Thanks after just reading this I have just rung up and cancelled collection until tomorrow!

but, seriously, I have already been an inspected the car at every point from when it was delivered to the dealership through to it being ready for collection as it is now, it is currently sat in the showroom with a nice big sheet over it to protect it from greasy hand prints all day!

In fairness my dealer knows how fussy I am and has done everything possible to keep me from going neurotic!!!

Must admit, am getting quite excited now!

For info, its nothing exciting, its a mk3 Skoda Octavia vRS Estate in Candy White with a few options ticked on the order form!


----------



## 182_Blue (Oct 25, 2005)

Our comes tomorrow, wouldnt want to get it at night though, need my sleep LOL.


----------



## Kerr (Mar 27, 2012)

james_19742000 said:


> Thanks after just reading this I have just rung up and cancelled collection until tomorrow!
> 
> but, seriously, I have already been an inspected the car at every point from when it was delivered to the dealership through to it being ready for collection as it is now, it is currently sat in the showroom with a nice big sheet over it to protect it from greasy hand prints all day!
> 
> ...


I had seen mine too and it was fine.

Never found out who damaged it, but the spray painter who worked at the garage did tell me he painted it under instruction before I collected it.

I was then forced to allow the garage an attempt to repair it.

The area manager was dealing with it and said since the car was brand new, they could paint "point to point" which I knew was nonsense.

He arranged to meet me at the garage after the repair.

Luckily I arrived earlier and the spray painter filled me in with the truth again.

The area manager was comparing the door to the rest of the side of the car saying how well it matched.

Sadly the painter had already told me under the manager's instruction painted only the door and it was a mile out, he was then instructed to paint the full side of the car. Manager was still telling me only the door had been touched.

Painter told me to keep his name out (very grateful to him) and told me word for word what to say.

You could see the area manager sinking as I pointed out every last flaw I was taught to mention.

Had to wait a few weeks to sort things out and another 12 weeks to wait on new car to arrive. I did have 12 weeks free driving in the original car though.


----------



## 182_Blue (Oct 25, 2005)

They will have it in somewhere lit for you surely ?



james_19742000 said:


> Thanks after just reading this I have just rung up and cancelled collection until tomorrow!
> 
> but, seriously, I have already been an inspected the car at every point from when it was delivered to the dealership through to it being ready for collection as it is now, it is currently sat in the showroom with a nice big sheet over it to protect it from greasy hand prints all day!
> 
> ...


----------



## Kerr (Mar 27, 2012)

Shaun said:


> They will have it in somewhere lit for you surely ?

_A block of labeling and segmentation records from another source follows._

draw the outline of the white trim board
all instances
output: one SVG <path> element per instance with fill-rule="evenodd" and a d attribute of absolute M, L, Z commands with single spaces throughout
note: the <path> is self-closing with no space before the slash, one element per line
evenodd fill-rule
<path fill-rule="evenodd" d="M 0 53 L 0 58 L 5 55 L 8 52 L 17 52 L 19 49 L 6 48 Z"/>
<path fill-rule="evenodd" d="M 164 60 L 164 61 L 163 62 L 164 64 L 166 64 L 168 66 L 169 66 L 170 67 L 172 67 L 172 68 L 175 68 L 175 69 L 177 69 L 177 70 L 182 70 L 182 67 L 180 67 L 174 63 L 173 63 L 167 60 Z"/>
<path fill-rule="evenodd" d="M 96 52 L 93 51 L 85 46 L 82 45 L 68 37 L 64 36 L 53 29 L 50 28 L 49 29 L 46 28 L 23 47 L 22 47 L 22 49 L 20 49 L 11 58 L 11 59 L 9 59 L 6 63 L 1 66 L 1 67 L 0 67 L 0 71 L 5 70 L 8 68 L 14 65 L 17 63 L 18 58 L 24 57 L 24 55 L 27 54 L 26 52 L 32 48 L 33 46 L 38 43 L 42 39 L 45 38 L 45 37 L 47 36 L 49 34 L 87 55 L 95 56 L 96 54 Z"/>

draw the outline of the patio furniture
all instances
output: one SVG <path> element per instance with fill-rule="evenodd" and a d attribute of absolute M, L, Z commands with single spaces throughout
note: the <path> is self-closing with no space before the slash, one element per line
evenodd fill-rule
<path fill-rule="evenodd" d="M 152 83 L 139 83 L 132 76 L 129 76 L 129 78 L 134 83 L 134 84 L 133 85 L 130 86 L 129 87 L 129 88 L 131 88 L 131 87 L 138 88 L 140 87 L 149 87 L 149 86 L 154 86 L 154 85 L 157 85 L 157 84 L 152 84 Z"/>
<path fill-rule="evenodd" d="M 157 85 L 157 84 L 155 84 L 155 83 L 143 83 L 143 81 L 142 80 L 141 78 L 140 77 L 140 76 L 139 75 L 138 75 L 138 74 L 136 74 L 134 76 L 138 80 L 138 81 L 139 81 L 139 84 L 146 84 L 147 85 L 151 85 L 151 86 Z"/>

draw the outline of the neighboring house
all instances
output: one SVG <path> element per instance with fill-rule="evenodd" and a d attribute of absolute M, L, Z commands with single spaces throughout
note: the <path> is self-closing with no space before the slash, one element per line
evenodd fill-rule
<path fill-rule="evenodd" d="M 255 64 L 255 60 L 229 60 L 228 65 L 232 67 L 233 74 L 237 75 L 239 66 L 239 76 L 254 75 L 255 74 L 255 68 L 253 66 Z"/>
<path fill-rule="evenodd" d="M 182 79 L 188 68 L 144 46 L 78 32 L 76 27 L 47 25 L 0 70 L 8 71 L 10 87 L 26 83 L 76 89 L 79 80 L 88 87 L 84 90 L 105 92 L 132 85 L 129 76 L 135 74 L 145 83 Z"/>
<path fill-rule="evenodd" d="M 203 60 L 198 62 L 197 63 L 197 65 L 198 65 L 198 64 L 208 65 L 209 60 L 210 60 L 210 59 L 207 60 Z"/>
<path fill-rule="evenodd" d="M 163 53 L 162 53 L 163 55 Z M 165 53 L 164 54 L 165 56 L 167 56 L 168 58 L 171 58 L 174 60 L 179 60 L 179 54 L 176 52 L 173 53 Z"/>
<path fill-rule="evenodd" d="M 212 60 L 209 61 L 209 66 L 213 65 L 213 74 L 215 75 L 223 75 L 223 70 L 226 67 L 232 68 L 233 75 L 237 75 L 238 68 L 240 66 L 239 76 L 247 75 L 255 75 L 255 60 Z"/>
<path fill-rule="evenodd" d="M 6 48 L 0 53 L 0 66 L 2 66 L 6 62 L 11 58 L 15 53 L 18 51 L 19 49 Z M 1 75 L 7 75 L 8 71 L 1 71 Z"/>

Over 80 people picked up their cars that night.

There was no time or opertunity for anyone to even see their car. They were all locked away.

Showroom lights mask problems and you'll never see right in the dark with varying unnatural light.


----------



## 182_Blue (Oct 25, 2005)

Kerr said:


> Over 80 people picked up their cars that night.
> 
> There was no time or opertunity for anyone to even see their car. They were all locked away.
> 
> Showroom lights mask problems and you'll never see right in the dark with varying unnatural light.


Sorry, I was talking to james_19742000 not you :thumb:, hence why i quoted him.


----------



## Starbuck88 (Nov 12, 2013)

I would love to pick a car up at midnight! 

TBF as an ex Salesman I drove a car on the road (with trade plates) with the new reg BEFORE the date  suck on that! 

I'd like to do it though if I ever was able to get something real special like an Aston Martin or F Type or something...


----------



## 182_Blue (Oct 25, 2005)

asonda said:


> I would love to pick a car up at midnight!
> 
> TBF as an ex Salesman I drove a car on the road (with trade plates) with the new reg BEFORE the date  suck on that!
> 
> I'd like to do it though if I ever was able to get something real special like an Aston Martin or F Type or something...


There's a few people on the R forum who have their new cars sat on their drives right now, me jealous, no....


----------



## craigeh123 (Dec 26, 2011)

Enjoy your new car those vrs estates are really nice looking


----------



## james_19742000 (May 8, 2008)

Shaun said:


> They will have it in somewhere lit for you surely ?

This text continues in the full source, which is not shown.